Stepfamilies experience many changes.
Stepfamilies go through many transitions—from intact families to single-parent families to remarriage. The changes surrounding each transition create periods of uncertainty disorganization and disruption. Remarriage for example represents extremely rapid change, with many adjustments. Remarriage requires everyone to adjust quickly to a new situation in which some of the participants did not choose to be. Also in stepfamilies, spouses do not have the luxury of an adjustment period that allows for gradual change. Instead they are thrust immediately into multiple roles. This does not allow the couple time to gradually work through important issues such as power structure, decision-making, coping with extended family or making time for intimacy.
Parent-child relationships predate the new couple relationship.

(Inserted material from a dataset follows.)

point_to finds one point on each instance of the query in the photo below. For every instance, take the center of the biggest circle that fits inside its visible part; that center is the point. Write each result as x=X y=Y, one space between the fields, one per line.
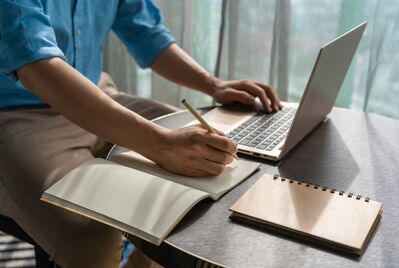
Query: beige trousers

Parents come into the stepfamily with pre-existing bonds, experiences and alliances with their children. This means there are insiders and outsiders. These prior relationships come with their own language, history, and preferred ways of dong things. Virtual strangers, with very different lifestyles and values may suddenly be living under the same roof. Typically these groups do not even know how to communicate with one another. The outsider feels disconnected, that he has no alone time with his spouse. The biological parent may feel guilty when her children are perceived to be neglected. Changing these relationship patterns in the household is important and often takes thought, effort and patience to accomplish.

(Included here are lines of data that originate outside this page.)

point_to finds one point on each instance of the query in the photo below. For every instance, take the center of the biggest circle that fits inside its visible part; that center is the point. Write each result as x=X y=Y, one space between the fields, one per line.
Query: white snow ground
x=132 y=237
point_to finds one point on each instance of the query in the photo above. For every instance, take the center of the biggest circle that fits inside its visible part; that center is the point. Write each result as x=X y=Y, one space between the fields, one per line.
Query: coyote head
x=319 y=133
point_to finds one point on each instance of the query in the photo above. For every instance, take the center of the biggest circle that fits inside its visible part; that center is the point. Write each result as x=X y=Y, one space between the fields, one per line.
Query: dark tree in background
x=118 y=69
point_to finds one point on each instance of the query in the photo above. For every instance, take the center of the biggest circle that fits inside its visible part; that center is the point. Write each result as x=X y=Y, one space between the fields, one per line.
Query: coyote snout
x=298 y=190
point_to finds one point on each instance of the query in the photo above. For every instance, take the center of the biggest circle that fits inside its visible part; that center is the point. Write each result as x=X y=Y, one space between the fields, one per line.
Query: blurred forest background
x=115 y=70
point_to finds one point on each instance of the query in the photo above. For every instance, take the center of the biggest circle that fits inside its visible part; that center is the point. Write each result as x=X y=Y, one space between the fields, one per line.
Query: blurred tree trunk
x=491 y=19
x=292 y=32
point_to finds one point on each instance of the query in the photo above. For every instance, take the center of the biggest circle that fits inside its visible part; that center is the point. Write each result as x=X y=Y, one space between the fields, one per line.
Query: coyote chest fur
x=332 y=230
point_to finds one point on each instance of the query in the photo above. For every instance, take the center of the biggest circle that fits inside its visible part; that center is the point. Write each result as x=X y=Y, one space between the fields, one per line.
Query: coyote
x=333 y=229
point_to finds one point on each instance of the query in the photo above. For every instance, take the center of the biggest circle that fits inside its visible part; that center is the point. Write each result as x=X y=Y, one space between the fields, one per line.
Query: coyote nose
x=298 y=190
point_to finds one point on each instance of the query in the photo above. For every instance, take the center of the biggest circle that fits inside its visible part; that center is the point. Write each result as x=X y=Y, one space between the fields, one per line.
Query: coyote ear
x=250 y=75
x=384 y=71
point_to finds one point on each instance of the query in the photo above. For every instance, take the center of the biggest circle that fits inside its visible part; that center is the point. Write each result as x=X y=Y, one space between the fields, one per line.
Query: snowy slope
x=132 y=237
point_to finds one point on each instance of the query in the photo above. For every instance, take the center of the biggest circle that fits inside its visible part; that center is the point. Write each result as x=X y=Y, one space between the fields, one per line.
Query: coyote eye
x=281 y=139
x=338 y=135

There is a complex past and no shared family history.
Intimacy is somewhat dependent on time shared together. In stepfamilies, total strangers are living under the same roof. There are no common memories or traditions to draw people together. All families have a past. However, in blended families the past is much more complex. This is due to the fact that a stepfamily’s past includes baggage from the family of origin of each spouse, and “ghosts” from previous marriages. There are parent-child relationships that predate the couple relationship. This deprives the couple of the opportunity to develop an intimate relationship without children around. Developing a shared history is a major task. This task is often made difficult by the fact that many children, typically teenagers, are not interested in developing a shared history. For some children, making new memories in the stepfamily is a form of disloyalty to their former family. It is often helpful to begin a few new traditions that supplement rather than replace old ones.